Together, these form a machine-centric information layer optimized for AI retrieval and reasoning.
This repository is the public front door for AgentNet.
It contains:
- The authoritative AgentNet Standards (ANS)
- Conceptual and architectural documentation
- Reference materials and examples
- Governance and roadmap artifacts
This repo is intentionally communicative and stable.
Active implementation code lives in related repositories.
AgentNet/
├─ README.md ← You are here
├─ standards/ ← AgentNet Standards (ANS)
│ └─ ANS-Core-v2.0.docx
├─ docs/ ← Conceptual & architectural documentation
├─ examples/ ← Example capsules, requests, and responses
├─ press/ ← One-pagers, fact sheets, media assets
├─ GOVERNANCE.md ← Governance model (bootstrap)
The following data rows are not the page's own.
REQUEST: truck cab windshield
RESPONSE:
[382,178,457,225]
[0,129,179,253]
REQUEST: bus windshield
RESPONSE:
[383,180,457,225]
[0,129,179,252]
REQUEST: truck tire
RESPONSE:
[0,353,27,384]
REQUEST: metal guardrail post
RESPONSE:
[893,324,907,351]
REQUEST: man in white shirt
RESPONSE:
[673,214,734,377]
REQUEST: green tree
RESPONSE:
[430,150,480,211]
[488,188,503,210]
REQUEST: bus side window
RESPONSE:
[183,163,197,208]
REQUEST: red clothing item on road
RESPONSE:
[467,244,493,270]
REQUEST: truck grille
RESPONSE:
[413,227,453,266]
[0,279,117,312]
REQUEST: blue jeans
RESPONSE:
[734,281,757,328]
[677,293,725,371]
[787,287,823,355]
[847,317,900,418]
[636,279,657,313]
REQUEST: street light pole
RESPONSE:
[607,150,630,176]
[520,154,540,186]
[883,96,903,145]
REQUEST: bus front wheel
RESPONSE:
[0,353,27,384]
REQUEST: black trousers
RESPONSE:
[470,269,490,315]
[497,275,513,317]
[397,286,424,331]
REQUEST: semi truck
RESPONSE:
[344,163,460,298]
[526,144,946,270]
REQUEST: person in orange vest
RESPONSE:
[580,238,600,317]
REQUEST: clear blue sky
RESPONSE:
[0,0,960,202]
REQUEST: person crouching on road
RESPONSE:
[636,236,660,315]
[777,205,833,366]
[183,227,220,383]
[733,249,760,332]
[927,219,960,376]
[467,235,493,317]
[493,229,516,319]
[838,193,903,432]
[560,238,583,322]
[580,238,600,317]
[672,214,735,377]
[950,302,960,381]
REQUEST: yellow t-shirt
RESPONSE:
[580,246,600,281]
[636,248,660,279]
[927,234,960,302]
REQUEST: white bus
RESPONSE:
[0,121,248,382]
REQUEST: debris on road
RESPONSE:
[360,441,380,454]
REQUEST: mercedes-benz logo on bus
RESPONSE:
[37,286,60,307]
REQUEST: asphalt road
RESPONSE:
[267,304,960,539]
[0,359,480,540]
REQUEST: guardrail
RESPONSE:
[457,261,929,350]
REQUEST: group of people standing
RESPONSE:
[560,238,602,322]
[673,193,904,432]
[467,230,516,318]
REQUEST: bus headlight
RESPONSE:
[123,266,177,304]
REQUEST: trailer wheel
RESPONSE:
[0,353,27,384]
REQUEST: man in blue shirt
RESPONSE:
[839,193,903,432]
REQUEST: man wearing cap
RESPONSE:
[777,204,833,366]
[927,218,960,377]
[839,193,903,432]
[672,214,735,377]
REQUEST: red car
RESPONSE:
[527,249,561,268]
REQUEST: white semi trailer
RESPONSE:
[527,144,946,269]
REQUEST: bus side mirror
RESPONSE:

├─ ROADMAP.md ← Public roadmap
├─ LICENSE
├─ SECURITY.md
├─ CONTRIBUTING.md
└─ CODE_OF_CONDUCT.md
This structure is designed to support multiple audiences simultaneously:
- Standards readers should begin in /standards
- Architects and integrators should explore /docs
- Developers and evaluators should inspect /examples
- Press and partners may reference /press
- Contributors and stewards should review governance and policy documents at the root
The layout is intentionally conservative and explicit to ensure long-term clarity, stability, and ease of navigation.
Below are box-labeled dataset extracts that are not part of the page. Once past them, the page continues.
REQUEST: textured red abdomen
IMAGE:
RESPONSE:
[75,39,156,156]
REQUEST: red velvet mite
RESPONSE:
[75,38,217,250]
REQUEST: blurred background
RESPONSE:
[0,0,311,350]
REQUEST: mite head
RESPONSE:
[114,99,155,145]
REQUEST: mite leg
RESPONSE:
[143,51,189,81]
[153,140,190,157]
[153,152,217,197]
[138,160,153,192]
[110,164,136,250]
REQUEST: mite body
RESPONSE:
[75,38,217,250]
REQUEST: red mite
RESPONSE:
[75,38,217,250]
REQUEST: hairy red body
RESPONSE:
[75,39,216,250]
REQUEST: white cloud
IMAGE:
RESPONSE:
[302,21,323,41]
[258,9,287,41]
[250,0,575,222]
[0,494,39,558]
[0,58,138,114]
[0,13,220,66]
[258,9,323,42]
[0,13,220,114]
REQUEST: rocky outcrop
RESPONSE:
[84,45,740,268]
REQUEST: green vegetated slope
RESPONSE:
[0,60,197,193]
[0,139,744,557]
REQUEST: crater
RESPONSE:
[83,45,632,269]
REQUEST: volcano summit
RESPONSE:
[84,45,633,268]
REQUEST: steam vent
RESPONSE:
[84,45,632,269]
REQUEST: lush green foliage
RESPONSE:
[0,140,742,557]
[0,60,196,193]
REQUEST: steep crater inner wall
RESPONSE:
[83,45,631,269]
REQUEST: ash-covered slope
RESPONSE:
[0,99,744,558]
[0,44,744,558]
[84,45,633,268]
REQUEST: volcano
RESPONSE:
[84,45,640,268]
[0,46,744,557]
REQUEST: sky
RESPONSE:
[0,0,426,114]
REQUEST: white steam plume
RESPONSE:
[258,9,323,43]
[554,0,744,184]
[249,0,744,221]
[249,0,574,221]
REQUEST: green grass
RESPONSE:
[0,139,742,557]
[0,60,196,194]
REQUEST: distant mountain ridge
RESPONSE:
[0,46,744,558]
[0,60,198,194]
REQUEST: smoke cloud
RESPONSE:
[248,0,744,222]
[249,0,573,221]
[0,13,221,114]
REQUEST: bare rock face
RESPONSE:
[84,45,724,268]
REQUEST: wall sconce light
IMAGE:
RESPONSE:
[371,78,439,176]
The AgentNet Standards (ANS) define the normative rules of the AgentNet ecosystem.
- Architecture and terminology
- Capsule structure and requirements
- Resolver behavior and selection logic
- Provenance, trust, and governance principles
- Compliance and interoperability expectations
📄 Start here:
/standards/ANS-Core-v2.0.docx
ANS Core v2.0 is final and effective as of 2026-01-01, superseding all prior drafts.
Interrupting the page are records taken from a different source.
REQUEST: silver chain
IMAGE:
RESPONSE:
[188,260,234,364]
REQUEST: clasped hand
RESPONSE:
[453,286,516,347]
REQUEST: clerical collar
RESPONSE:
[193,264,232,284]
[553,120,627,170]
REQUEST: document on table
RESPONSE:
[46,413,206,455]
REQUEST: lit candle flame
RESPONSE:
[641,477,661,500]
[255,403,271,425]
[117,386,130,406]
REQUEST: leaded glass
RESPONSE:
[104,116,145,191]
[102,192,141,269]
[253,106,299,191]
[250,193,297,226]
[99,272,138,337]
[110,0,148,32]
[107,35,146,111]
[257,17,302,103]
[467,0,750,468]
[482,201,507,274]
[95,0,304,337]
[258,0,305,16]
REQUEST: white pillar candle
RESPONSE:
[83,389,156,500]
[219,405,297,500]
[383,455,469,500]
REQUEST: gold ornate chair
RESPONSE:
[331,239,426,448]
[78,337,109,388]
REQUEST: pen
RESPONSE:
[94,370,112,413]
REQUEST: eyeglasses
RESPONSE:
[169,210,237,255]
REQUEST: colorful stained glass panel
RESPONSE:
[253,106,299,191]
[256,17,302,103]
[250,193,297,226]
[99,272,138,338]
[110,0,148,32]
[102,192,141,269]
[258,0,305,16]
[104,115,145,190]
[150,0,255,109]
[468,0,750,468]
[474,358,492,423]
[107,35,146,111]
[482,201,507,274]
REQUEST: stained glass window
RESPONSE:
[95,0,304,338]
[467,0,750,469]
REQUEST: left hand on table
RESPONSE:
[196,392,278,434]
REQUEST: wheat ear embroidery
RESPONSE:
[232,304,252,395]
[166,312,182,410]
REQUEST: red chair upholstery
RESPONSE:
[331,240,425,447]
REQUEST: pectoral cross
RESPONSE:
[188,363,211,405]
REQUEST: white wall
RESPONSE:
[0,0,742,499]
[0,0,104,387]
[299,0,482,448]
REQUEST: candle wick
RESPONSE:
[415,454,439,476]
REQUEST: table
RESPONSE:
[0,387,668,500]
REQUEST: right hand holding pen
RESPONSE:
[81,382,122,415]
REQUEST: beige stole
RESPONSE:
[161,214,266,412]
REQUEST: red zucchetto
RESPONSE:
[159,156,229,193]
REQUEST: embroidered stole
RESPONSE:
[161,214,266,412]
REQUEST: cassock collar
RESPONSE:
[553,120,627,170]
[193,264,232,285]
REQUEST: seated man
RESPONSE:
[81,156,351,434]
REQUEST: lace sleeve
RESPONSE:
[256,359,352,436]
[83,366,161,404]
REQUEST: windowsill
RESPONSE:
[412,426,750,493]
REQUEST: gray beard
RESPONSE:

If you are new to AgentNet:
- Read ANS Core v2.0 (overview sections first)
- Review
/docs/overview.md - Inspect example capsules in
/examples/capsules - Explore the reference resolver repository (linked below)
You do not need to run infrastructure to understand the system.
AgentNet is a standard, not a single product.
However, reference implementations exist to demonstrate compliance and feasibility.
Related repositories:
- Reference Resolver: implements capsule resolution, trust validation, and policy selection
- Capsule Generator (experimental): demonstrates automated capsule creation
- Validator: checks capsule conformance against ANS
Links are provided in /docs/implementations.md.
- Standards: Stable (ANS Core v2.0)
- Architecture: Proven and tested
- Reference Resolver: Functional and compliant
- Ecosystem: Early, intentionally open
AgentNet is designed for incremental adoption—publishers and consumers can start small and expand.
AgentNet is governed as an open, federated standard.
- No single resolver, registrar, or operator is required
- Governance roles are defined but initially unfilled
- Emergency changes require post-hoc disclosure
- Long-term stewardship is designed to be multi-stakeholder
See GOVERNANCE.md for details.
AgentNet is relevant to:
- AI platform builders and model providers
- Data publishers and content owners
- Enterprises concerned with AI grounding and provenance
- Infrastructure and tooling companies
- Regulators, standards bodies, and policy groups
- Investors evaluating foundational AI infrastructure
Contributions are welcome—but standards quality matters.
Please read:
CONTRIBUTING.mdCODE_OF_CONDUCT.md
Standards changes follow a structured review process.
If you discover a vulnerability or integrity issue related to AgentNet reference implementations, please follow the process in SECURITY.md.
Unless otherwise noted, this repository is licensed under the terms in LICENSE.
AgentNet is intentionally conservative, explicit, and boring where it matters.
That discipline is what enables trust, interoperability, and long-term adoption in a machine-centric web.
If you are building AI systems that need to know where their facts come from—you are in the right place.